Let $\displaystyle a,b,c$ are non-negative numbers, no two of them are zero. Prove that

$\displaystyle \frac{a^2(b+c)}{b^2+c^2}+\frac{b^2(c+a)}{c^2+a^2}+\frac{c^2(a+b)}{a^2+b^2}\geq a+b+c$.

Solution:

Let us multiply each fraction cyclic by $\displaystyle a^2(b+c), b^2(c+a), c^2(a+b)$ respectively. Then we acquire that $\displaystyle \sum_{cyc}\frac{a^4(b+c)^2}{a^2(b+c)(b^2+c^2)}\geq \sum_{cyc}a$.

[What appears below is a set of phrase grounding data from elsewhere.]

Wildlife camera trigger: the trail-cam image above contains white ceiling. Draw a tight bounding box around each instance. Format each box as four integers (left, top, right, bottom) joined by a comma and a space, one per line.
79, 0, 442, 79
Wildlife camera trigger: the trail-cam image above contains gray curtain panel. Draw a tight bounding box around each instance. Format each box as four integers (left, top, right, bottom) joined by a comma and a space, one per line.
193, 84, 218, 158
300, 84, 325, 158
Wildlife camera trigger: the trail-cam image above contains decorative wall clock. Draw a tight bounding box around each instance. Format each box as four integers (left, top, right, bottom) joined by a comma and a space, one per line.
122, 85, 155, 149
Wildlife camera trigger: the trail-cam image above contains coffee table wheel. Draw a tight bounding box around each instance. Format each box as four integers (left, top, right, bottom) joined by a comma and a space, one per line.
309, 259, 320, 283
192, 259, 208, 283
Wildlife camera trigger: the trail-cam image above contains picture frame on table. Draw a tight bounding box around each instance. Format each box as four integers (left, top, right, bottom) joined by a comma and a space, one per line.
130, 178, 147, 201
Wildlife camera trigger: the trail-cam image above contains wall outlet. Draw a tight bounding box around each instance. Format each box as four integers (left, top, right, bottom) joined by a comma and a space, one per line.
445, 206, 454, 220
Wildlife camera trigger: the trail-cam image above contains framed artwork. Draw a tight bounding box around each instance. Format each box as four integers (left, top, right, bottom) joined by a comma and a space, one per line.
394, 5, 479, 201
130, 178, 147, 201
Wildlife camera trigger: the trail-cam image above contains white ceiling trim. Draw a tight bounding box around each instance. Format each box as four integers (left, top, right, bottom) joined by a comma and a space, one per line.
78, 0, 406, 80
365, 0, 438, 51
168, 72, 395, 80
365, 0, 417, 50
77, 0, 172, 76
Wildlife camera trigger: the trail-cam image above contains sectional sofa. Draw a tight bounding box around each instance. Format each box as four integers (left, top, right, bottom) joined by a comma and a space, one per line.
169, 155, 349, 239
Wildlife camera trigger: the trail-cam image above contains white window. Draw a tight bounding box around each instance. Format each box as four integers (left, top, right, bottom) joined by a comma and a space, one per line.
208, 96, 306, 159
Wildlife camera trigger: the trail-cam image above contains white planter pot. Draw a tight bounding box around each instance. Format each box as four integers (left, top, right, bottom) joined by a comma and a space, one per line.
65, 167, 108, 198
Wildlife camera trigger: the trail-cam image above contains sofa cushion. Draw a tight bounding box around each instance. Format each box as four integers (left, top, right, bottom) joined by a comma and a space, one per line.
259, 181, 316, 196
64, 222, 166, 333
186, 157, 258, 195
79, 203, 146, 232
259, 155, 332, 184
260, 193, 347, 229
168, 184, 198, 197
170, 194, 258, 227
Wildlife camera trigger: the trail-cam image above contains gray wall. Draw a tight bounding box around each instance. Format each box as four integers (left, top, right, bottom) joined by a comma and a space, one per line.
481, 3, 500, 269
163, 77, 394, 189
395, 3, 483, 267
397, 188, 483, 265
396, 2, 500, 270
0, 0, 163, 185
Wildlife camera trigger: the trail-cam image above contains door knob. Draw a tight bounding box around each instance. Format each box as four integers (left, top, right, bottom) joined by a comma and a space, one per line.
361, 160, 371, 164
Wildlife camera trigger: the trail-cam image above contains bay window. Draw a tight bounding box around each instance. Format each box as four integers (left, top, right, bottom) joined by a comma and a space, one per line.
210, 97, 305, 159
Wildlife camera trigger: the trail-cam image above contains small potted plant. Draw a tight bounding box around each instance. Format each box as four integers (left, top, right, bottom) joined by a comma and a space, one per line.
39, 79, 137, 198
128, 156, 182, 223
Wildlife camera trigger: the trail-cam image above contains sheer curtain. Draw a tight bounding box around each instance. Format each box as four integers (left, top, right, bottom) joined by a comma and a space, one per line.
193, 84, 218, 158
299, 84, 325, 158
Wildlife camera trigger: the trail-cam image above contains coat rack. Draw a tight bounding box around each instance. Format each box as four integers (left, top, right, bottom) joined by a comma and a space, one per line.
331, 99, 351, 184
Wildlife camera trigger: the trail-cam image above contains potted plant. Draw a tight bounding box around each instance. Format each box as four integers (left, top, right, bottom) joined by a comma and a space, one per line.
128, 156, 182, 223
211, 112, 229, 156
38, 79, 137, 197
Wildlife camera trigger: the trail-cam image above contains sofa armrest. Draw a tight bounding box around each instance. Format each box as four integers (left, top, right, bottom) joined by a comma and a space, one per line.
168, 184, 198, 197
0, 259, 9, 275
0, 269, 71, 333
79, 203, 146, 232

Now from Cauchy-Schwartz inequality we get

$\displaystyle \sum_{cyc}\frac{a^4(b+c)^2}{a^2(b+c)(b^2+c^2)}\geq \frac{\left(\sum_{cyc}a^2(b+c)\right)^2}{\sum_{cyc}a^2(b+c)(b^2+c^2)}$.

So, we only need to prove that

$\displaystyle \frac{\left(\sum_{cyc}a^2(b+c)\right)^2}{\sum_{cyc}a^2(b+c)(b^2+c^2)}\geq\sum_{cyc}a$,

or

$\displaystyle \left(\sum_{cyc}a^2(b+c)\right)^2\geq \sum_{cyc}a\sum_{cyc}a^2(b+c)(b^2+c^2)$.

Let us denote by $\displaystyle p,q$ the $\displaystyle a+b+c,ab+bc+ca$, that is $\displaystyle p=a+b+c, q=ab+bc+ca$.

We have that: $\displaystyle \left(\sum_{cyc}a^2(b+c)\right)^2=\left(\sum_{cyc}a\sum_{cyc}ab-3abc\right)^2=(pq-3abc)^2=p^2q^2+9a^2b^2c^2-6abcpq$$\displaystyle (1)$.

On the other hand:

$\displaystyle \sum_{cyc}a^2(b+c)(b^2+c^2)=\sum_{cyc}(b+c)(a^2b^2+b^2c^2+c^2a^2-b^2c^2)=\sum_{cyc}(b+c)\sum_{cyc}a^2b^2-\sum_{cyc}(b+c)b^2c^2$.

But $\displaystyle b+c=p-a$. So,

$\displaystyle \sum_{cyc}(b+c)\sum_{cyc}a^2b^2-\sum_{cyc}(b+c)b^2c^2=2p\sum_{cyc}a^2b^2-\sum_{cyc}(p-a)b^2c^2$.

So, we finally have that

$\displaystyle p\sum_{cyc}a^2b^2-abcq=p(q^2-2abcp)-abcq=pq^2-2abcp^2+abcq$.

Multiplying by $\displaystyle p$ we aqcuire $\displaystyle p^2q^2-2abcp^3+abcpq$, $\displaystyle (2)$.

From $\displaystyle (1),(2)$ we deduce that

$\displaystyle 2p^3+9abc\geq 7pq$.

But from Schur’s inequality we know that

$\displaystyle p^3+9abc\geq 4pq$, and $\displaystyle p^3\geq p^2\geq 3q$.

Adding up these $\displaystyle 2$ inequalities we kill our inequality, Q.E.D.